Propos irréligieux

Je voulais m’agacer de la présence du chef de notre gouvernement à Saint-Pierre de Rome, le 26 avril dernier, venu pour assister, et plus encore participer à la canonisation de deux défunts papes. Je ne pouvais laisser passer cela, et ne pas exprimer ma sidération : qu’un éminent représentant du seul pays prétendument laïc d’Europe puisse ainsi, non pas rendre une visite d’état à un chef d’état, aussi modeste soit l’État du Vatican, mais communier en une manifestation religieuse, par ailleurs très symbolique, c’est assez énorme. Et M. Valls, en qui j’avais eu la faiblesse de placer quelques modestes espoirs, me déçoit déjà. Il a beau nous faire savoir qu’il assume son ministère sous le saint patronage de Clemenceau, je rappelle que le Tigre ne se serait jamais compromis ainsi. Mais parlons d’autre chose, sans vraiment déserter notre sujet.

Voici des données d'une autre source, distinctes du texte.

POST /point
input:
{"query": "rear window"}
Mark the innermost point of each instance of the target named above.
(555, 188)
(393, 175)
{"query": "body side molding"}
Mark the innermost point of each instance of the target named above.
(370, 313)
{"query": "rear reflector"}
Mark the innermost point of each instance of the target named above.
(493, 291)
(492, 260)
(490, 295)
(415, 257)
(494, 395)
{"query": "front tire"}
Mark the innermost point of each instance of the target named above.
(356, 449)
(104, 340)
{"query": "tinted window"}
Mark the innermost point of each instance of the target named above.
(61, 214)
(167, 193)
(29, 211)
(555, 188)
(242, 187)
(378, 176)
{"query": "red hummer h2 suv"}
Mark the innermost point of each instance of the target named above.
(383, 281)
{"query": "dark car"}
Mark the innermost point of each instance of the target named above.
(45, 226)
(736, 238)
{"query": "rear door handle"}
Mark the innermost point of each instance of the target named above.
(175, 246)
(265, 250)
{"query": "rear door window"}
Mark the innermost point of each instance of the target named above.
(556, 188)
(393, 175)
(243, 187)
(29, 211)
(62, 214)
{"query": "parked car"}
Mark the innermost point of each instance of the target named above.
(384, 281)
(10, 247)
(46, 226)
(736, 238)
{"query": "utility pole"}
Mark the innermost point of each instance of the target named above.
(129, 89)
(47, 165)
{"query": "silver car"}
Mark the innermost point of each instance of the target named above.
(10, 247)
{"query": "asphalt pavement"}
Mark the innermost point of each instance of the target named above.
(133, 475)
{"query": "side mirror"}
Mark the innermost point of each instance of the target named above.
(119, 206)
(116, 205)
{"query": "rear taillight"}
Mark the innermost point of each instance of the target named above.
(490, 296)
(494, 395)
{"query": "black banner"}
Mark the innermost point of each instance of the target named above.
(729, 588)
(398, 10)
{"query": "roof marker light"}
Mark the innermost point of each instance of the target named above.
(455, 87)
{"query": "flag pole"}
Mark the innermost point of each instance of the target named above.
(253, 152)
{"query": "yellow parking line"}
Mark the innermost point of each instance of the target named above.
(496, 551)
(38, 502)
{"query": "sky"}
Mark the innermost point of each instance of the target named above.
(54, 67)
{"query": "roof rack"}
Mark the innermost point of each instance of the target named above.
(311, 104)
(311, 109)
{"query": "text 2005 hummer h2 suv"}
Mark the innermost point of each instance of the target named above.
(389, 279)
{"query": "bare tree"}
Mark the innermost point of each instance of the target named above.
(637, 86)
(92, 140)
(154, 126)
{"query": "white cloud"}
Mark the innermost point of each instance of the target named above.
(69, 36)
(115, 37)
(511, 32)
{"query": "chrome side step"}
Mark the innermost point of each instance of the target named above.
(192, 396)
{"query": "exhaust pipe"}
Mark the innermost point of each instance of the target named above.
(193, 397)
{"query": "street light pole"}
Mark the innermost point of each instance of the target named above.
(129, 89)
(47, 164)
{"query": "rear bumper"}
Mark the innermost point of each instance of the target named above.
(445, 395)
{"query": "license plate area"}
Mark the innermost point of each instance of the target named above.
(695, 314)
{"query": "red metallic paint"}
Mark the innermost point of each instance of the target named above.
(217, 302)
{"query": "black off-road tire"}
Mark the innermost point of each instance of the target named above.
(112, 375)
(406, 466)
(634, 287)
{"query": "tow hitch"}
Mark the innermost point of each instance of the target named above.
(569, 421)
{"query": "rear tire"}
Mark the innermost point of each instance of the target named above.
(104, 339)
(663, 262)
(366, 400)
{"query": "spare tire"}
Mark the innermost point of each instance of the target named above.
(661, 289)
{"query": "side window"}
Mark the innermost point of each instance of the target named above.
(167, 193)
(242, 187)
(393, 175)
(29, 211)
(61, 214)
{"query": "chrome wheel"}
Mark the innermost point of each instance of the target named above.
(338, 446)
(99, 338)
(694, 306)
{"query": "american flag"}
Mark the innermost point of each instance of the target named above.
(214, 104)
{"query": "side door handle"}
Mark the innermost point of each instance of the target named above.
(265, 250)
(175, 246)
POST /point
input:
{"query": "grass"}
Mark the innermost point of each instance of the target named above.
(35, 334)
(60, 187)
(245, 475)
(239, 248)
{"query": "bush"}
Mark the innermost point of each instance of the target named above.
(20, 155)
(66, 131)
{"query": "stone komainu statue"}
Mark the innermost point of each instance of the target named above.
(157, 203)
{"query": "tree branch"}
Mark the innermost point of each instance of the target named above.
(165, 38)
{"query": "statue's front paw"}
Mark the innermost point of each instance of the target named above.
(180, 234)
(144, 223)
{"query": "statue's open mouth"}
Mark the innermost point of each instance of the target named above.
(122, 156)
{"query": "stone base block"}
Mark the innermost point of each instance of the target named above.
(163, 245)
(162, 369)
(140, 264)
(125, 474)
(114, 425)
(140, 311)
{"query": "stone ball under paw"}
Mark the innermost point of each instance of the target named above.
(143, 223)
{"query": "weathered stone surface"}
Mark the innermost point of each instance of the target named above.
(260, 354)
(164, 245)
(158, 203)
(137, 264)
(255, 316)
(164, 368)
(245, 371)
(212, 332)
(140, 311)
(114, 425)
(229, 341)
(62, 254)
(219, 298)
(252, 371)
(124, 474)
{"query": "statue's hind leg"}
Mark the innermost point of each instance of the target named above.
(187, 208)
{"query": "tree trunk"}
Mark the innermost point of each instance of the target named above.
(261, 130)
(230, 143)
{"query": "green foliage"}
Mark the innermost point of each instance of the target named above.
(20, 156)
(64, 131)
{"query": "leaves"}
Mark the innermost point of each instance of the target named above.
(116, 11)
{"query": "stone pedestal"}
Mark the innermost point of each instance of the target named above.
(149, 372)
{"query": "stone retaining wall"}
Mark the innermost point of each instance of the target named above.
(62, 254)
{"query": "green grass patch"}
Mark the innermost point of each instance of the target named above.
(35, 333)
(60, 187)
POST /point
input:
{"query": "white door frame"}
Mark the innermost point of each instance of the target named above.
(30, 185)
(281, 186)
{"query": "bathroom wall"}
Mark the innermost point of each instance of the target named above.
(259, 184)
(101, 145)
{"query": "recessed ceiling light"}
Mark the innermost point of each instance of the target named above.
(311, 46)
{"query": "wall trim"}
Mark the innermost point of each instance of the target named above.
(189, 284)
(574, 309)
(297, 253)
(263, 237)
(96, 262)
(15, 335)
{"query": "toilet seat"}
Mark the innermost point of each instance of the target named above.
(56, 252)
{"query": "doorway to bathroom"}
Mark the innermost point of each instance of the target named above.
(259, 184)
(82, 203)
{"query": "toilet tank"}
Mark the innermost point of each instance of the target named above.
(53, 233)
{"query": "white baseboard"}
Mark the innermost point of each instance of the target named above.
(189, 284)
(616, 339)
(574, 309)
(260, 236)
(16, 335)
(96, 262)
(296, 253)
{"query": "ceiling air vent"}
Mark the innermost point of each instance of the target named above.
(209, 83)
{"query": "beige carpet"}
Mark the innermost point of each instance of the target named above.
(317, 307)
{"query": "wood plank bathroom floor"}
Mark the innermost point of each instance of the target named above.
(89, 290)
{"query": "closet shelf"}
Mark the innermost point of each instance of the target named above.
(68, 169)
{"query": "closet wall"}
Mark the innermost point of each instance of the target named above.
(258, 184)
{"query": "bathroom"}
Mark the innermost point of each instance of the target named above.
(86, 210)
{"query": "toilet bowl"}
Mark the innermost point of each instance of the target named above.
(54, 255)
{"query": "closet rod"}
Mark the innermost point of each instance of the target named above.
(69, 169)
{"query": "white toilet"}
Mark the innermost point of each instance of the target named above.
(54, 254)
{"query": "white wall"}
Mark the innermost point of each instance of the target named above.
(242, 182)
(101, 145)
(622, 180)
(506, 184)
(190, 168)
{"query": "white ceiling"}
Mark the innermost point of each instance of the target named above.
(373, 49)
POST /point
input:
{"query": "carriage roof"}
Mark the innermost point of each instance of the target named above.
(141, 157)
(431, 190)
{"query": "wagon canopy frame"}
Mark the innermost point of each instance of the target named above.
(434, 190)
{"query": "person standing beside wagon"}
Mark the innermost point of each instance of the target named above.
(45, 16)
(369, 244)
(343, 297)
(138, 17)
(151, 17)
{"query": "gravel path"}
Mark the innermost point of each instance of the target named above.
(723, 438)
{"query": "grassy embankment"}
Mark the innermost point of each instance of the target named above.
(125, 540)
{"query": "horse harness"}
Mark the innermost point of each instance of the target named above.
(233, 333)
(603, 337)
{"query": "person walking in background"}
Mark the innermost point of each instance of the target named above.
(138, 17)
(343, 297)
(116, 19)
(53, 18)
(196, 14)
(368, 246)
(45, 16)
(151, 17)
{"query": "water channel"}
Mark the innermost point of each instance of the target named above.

Qui me suit un peu, sait que je suis un militant laïc, c’est-à-dire antireligieux – soit dit sans user de raccourci[1]. Bien évidemment, le mescréant qui écrit ces mots respecte les croyants – mes frères en doute et en peur –,  ainsi que leurs croyances, mais il critique radicalement les religions ; et règle, autant qu’il le peut, de vieux comptes avec l’Église de Rome. Je pourrais justifier cette abhorration par de multiples arguments, fondés en morale, mais ce rejet doit sans doute plus au ventre qu’au cerveau. Mais je note néanmoins que ses dogmes sont consubstantiels d’une escroquerie intellectuelle originelle : celle de la confusion entre Jésus, fils de l’homme, et le Christ, créature de Paul. Et rappelons l’infranchissable distance entre, d’une part un personnage historique, prophète de son état, thaumaturge et vaticinateur à ses heures de grâce, pécheur d’hommes et prêcheur d’évangile, une énigme, autant philologique qu’historique, et d’autre part le personnage conceptuel appelé Christ, annoncé dans des textes testamentaires anciens et obscurs, que Paul de Tarse, puis la patristique, inventent ; substituant – comme on fait disparaitre, une certaine nuit de Pâques, un cadavre qui témoignait – au corps disparu du tombeau de Joseph d’Arimatée[2], l’image fantomatique et glorieuse d’une figure mythique en construction. Car, après la passion, il y a, par une alchimie qui dépasse celle de l’embaumement pratiqué alors, transfiguration du crucifié ; une transmutation qui devient littéralement une transvaluation, et que Paul opère au premier siècle de notre ère. Mais cette distance entre ces deux images n’est pas plus grande que cette autre, entre le message évangélique, si difficile à comprendre tant il est singulier et semble paradoxal, et l’éthique chrétienne. C’est pourquoi je veux distinguer l’éthique de la religion de Paul, qui a pris son temps pour se constituer, s’exprimer, s’affirmer, contaminer notre civilisation, scléroser nos sociétés, et la philosophie du prêcheur Jésus, pour peu qu’on puisse l’appréhender au-travers de logoi rapportées et déformées. Mais ce hiatus justifierait en soi un essai. Et je ne développerai succinctement ici qu’un exemple : le primat de l’amour sur la justice, présent dans l’évangile et me semble-t-il refoulé, inversé dans la philosophie de l’église.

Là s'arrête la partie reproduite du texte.